Het gaat daarbij om kunststof drinkbekers en portie vormvaste voedselverpakkingen voor eenmalig gebruik voor consumptie ter plaatse en bij meenemen, afhalen of bezorgen. De recente Kameruitspraken die zijn gedaan n.a.v. de maatregelen in de Ministeriële Regeling zorgen namelijk voor veel onduidelijkheid bij de achterbannen van de organisaties:
- Motie Dijk (36 410 XIII Nr. 50) waarin de regering wordt verzocht de verplichting tot beprijzen af te schaffen.
- Motie Haverkort c.s. (32852 Nr. 278) waarin de regering wordt verzocht om papieren bekers en bakjes met max. 5% kunststof coating van de MR uit te zonderen mits conform de eisen in de MR worden gerecycled en om niet te handhaven tot de MR is aangepast.
- Motie Haverkort c.s. (32852 Nr. 279) waarin de regering wordt verzocht de definitie van hoogwaardige recycling te verbreden naar de definitie van het Europees Parlement, als amendement op de PPWR ingediend.
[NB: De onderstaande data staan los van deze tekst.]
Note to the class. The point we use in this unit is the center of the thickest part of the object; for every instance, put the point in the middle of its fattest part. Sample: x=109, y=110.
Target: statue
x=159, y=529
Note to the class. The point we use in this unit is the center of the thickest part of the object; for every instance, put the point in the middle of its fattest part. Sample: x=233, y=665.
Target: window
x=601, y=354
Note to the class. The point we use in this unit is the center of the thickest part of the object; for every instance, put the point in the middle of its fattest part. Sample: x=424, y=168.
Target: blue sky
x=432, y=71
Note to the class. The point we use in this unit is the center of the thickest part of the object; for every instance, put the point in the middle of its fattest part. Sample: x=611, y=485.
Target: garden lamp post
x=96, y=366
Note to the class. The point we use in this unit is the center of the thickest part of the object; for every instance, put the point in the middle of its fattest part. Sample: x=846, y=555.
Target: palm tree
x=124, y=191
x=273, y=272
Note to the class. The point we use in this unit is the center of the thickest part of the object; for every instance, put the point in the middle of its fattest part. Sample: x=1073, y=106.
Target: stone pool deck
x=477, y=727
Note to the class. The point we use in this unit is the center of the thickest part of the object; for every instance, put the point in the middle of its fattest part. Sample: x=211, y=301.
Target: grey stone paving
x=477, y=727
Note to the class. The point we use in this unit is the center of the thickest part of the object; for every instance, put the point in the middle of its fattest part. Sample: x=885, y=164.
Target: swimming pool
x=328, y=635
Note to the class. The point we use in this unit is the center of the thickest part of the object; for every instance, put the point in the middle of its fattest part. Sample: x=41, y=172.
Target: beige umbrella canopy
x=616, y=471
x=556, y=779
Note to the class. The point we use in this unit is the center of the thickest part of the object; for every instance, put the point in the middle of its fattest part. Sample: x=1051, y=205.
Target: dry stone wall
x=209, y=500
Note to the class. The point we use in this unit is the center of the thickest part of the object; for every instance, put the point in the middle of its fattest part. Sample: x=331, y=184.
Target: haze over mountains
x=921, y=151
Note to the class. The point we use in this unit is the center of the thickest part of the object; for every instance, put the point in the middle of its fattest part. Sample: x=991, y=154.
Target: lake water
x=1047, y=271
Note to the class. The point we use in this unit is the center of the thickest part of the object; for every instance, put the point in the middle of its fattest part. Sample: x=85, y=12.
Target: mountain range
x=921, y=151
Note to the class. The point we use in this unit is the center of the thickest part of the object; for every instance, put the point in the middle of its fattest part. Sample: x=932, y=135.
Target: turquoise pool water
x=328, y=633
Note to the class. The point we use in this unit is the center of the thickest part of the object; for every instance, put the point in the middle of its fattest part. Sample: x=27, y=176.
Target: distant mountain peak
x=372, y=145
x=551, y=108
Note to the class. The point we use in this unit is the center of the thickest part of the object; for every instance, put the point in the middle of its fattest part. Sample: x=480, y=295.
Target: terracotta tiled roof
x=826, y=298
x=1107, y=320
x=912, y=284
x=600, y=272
Producenten van zowel verpakkingen als levensmiddelen en exploitanten en supermarkten werken er hard aan deze wettelijke verplichtingen te kunnen voldoen en er wordt fors geïnvesteerd om binnen de beperkte transitieperiode de gestelde deadline te halen. Omdat 1 januari 2024 (voor het verbod op de verpakkingen bij consumptie ter plaatse) zo dichtbij is en er met man en macht wordt gewerkt aan het voldoen aan de wettelijke verplichtingen, is het van groot belang dat er snel duidelijkheid komt over de consequenties van de Kameruitspraken voor de maatregelen waar het gaat om timing, inhoud en handhaving.